# Project: Investigate the IMDB dataset

## Table of Contents
<ul>
<li><a href="#intro">Introduction</a></li>
<li><a href="#wrangling">Data Wrangling</a></li>
<li><a href="#eda">Exploratory Data Analysis</a></li>
<li><a href="#conclusions">Conclusions</a></li>
</ul>

<a id='intro'></a>
## Introduction

I have selected the IMDB dataset to review the impact that genres and cast members have on the profitability of a movie. 

In [None]:
import pandas as pd
import numpy as np
% matplotlib inline
import matplotlib.pyplot as plt
import seaborn as sns

<a id='wrangling'></a>
## Data Wrangling

### General Properties

In [None]:
df = pd.read_csv('tmdb-movies.csv')

In [None]:
df.head(1)

In [None]:
df.shape

In [None]:
df.info()

In [None]:
df.describe()

### Data Cleaning of the genre and cast columns, as well as data type correction

The main problems I have discovered with the data is that the genre and cast columns contain multiple entries per field.

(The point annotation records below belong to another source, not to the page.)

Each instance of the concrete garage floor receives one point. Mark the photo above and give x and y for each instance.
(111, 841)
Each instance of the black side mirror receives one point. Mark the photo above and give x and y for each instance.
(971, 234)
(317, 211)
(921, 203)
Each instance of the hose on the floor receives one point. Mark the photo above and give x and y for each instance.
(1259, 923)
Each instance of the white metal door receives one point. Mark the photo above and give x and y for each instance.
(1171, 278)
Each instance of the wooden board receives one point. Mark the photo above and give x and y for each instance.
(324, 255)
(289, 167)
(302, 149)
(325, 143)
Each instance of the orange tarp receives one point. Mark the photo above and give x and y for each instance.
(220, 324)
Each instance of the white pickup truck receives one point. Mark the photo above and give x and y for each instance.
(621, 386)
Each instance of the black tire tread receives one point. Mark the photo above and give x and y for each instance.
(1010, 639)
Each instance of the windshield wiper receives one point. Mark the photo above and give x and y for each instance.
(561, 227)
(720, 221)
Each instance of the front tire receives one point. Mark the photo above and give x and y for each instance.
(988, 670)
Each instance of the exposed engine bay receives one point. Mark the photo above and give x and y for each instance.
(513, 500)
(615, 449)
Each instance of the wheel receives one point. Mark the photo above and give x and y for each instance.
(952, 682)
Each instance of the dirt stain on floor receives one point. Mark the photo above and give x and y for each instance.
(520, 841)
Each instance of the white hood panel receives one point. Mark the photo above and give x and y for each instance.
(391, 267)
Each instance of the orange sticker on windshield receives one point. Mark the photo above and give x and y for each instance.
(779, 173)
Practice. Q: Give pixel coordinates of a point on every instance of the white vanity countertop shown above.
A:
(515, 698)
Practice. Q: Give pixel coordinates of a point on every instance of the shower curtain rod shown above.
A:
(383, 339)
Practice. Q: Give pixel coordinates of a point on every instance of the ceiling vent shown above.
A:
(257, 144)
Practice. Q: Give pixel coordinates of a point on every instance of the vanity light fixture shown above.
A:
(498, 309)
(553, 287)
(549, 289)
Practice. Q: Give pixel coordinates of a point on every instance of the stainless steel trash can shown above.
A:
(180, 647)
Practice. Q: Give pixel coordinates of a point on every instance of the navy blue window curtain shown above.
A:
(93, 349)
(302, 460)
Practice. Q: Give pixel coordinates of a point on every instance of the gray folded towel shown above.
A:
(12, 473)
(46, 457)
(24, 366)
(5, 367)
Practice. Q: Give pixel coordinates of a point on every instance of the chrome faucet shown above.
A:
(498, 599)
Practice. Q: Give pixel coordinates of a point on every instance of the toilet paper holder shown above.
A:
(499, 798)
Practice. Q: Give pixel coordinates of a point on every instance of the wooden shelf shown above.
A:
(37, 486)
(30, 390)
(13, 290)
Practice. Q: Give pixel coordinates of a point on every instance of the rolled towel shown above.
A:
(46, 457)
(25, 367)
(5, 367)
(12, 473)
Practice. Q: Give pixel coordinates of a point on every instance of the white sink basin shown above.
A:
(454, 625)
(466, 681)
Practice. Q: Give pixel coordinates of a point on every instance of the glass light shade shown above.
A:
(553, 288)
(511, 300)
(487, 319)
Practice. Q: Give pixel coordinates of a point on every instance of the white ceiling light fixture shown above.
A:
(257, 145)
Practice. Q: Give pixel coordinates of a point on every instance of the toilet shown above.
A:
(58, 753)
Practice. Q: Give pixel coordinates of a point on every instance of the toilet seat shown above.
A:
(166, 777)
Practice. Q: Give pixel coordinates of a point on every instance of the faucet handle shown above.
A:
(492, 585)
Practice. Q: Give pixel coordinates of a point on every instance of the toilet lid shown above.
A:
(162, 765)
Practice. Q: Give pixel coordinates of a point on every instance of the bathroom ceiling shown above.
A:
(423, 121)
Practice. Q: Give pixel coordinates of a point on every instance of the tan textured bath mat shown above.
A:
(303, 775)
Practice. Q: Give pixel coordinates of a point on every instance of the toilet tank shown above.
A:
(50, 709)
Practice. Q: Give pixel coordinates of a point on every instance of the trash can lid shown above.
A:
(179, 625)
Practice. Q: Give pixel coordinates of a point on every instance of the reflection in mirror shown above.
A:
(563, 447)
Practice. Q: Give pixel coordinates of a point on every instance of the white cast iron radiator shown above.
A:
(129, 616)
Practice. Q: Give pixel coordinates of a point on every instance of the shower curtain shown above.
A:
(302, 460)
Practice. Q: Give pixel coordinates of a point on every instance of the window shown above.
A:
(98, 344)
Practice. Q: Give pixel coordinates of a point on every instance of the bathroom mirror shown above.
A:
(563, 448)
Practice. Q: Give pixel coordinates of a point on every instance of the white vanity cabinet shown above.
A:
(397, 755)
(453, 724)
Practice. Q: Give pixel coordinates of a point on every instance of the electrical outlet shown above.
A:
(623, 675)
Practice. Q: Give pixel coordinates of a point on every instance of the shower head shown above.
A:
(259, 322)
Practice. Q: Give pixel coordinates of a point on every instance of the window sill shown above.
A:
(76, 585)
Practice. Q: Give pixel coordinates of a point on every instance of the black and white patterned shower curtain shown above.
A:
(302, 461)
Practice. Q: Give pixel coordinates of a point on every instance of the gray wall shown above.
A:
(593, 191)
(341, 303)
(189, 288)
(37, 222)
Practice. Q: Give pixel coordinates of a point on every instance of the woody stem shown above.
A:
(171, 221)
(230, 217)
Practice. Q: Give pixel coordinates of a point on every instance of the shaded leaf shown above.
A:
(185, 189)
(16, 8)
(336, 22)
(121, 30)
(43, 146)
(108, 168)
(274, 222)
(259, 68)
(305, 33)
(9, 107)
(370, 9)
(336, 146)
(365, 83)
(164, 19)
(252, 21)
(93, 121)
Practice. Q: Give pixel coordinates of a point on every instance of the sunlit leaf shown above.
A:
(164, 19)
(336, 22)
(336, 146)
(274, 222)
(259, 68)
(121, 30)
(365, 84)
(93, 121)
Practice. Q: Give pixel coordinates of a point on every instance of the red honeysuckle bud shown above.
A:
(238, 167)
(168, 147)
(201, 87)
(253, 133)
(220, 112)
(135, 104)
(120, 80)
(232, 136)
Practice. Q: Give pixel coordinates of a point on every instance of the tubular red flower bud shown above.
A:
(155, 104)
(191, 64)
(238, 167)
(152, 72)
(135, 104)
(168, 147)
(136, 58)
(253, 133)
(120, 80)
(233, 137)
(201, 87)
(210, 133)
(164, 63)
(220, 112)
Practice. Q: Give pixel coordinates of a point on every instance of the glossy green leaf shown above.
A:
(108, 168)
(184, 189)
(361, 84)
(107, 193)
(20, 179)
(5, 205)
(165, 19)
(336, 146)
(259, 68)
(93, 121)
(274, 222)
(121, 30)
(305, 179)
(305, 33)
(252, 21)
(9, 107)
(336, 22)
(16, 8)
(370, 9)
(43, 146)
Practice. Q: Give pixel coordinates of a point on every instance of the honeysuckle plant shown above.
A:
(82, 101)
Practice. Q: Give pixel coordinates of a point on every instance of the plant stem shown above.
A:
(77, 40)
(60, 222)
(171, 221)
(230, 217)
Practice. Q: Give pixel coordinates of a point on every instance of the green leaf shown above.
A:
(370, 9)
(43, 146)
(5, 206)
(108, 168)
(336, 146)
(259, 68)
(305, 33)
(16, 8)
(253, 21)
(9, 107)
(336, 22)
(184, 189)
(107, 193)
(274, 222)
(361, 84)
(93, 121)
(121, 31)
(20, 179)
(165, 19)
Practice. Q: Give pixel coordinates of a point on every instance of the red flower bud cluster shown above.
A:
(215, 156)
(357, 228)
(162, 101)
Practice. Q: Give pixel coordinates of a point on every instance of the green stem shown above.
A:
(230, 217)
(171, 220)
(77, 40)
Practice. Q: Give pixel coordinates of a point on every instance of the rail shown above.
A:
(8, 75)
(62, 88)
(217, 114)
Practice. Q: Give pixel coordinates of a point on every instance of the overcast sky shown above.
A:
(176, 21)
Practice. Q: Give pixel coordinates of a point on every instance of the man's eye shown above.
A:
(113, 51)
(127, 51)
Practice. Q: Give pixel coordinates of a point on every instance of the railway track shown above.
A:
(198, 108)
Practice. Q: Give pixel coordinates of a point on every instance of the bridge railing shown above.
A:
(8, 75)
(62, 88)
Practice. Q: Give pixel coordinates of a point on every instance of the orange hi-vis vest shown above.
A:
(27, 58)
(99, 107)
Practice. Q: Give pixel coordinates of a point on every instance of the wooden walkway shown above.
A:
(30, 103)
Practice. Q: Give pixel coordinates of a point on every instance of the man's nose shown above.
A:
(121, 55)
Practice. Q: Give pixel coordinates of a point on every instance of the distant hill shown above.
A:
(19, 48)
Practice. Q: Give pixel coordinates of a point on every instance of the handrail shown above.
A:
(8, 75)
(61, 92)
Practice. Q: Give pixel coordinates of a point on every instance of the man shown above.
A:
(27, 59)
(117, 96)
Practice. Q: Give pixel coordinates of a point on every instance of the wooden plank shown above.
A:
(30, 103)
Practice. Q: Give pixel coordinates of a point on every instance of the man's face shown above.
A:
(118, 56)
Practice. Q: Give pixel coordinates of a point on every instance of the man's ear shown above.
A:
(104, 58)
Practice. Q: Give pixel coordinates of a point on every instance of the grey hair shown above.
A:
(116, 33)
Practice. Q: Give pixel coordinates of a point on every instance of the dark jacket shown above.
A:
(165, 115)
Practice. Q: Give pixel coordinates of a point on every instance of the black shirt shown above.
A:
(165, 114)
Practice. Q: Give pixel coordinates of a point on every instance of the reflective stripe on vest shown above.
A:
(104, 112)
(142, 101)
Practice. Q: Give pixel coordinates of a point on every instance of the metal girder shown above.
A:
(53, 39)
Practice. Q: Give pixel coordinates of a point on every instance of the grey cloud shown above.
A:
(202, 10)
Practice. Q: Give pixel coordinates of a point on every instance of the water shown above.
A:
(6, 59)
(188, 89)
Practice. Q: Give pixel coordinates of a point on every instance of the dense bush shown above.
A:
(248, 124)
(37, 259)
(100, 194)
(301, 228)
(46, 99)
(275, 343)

In addition, the budget column is an int while the budget_adj and revenue_adj columns are floats, therefore the data types will have to be made similar. 

In [None]:
df['genres'].value_counts()

Below we are splitting the genre column into multiple rows, so that we are better able to analyze budget and revenue across genres.

In [None]:
genre_df = df['genres'].str.split('|').apply(pd.Series, 1).stack()
genre_df.index = genre_df.index.droplevel(-1)
genre_df.name = 'genres'
del df['genres']
df = df.join(genre_df)

Below we are changing the budget and revenue columns into int columns

In [None]:
df['budget_adj'] = df['budget_adj'].astype(int)

In [None]:
df['revenue_adj'] = df['revenue_adj'].astype(int)

In [None]:
df.info()

In [None]:
df['genres'].value_counts()

We will now be correcting the cast column so that it contains one actor per row, instead of multiple actors in each row. 

In [None]:
df['cast'].value_counts()

In [None]:
cast_df = df['cast'].str.split('|').apply(pd.Series, 1).stack()
cast_df.index = cast_df.index.droplevel(-1)
cast_df.name = 'cast'
del df['cast']
df = df.join(cast_df)

In [None]:
df.head(2)

We will now also be looking at the '0' values in revenue and budget, as these influence our profit column and therefore our analysis.

In [None]:
df.info()

In [None]:
#replace 0 values in budget with mean for budget (calculated by df.describe())
df['budget'] = df['budget'].replace(to_replace=0, value=1.462570e+07)

In [None]:
#replace 0 values in revenue with mean for revenue (calculated by df.describe())
df['revenue'] = df['revenue'].replace(to_replace=0, value=3.982332e+07)

In [None]:
df.head()

<a id='eda'></a>
## Exploratory Data Analysis

### Research Question 1: How does genre influence the gross revenue for a film?

In [None]:
df['profit'] = df['revenue'] - df['budget']

In [None]:
genre_rev = df.groupby('genres').mean()
genre_rev

In [None]:
# What is the maximum and minimum profit for each genre?
max_profit = genre_rev['profit'].max()
min_profit = genre_rev['profit'].min()
print(max_profit, min_profit)

In [None]:
#The range for movie profits
range_profit = max_profit - min_profit
range_profit

In [None]:
plt.bar(["Maximum profit", "Minimum profit"],[max_profit, min_profit])
plt.title("Variations of profit achievable in the IMDB dataset")
plt.xlabel("Range")
plt.ylabel("Profit in US dollars");

In [None]:
df['profit'].hist()
plt.title('Profitability of films histogram')
plt.xlabel('Classes of profit')
plt.ylabel('Profit');

In [None]:
genre_rev.dropna(inplace=True)
plt.subplots(figsize=(12, 5))
plt.bar(genre_rev.index, genre_rev.profit)
plt.xticks(rotation=90)
plt.xlabel('Genre')
plt.ylabel('Profit')
plt.title('An illustration of how profitable various genres in the movie industry are');

The genres that generate the highest amount of profit are adventure, animation and fantasy. The genres that seem to have the lowest profits are documentaries, foreign films, TV movies and Western movies. This is not exactly surprising as adventure films like the Marvel franchise and Jurassic Park are enormous blockbusters that shaped culture. However, documentaries and foreign films are more niche films that appeal to specific target audiences and do not always have mass market appeal.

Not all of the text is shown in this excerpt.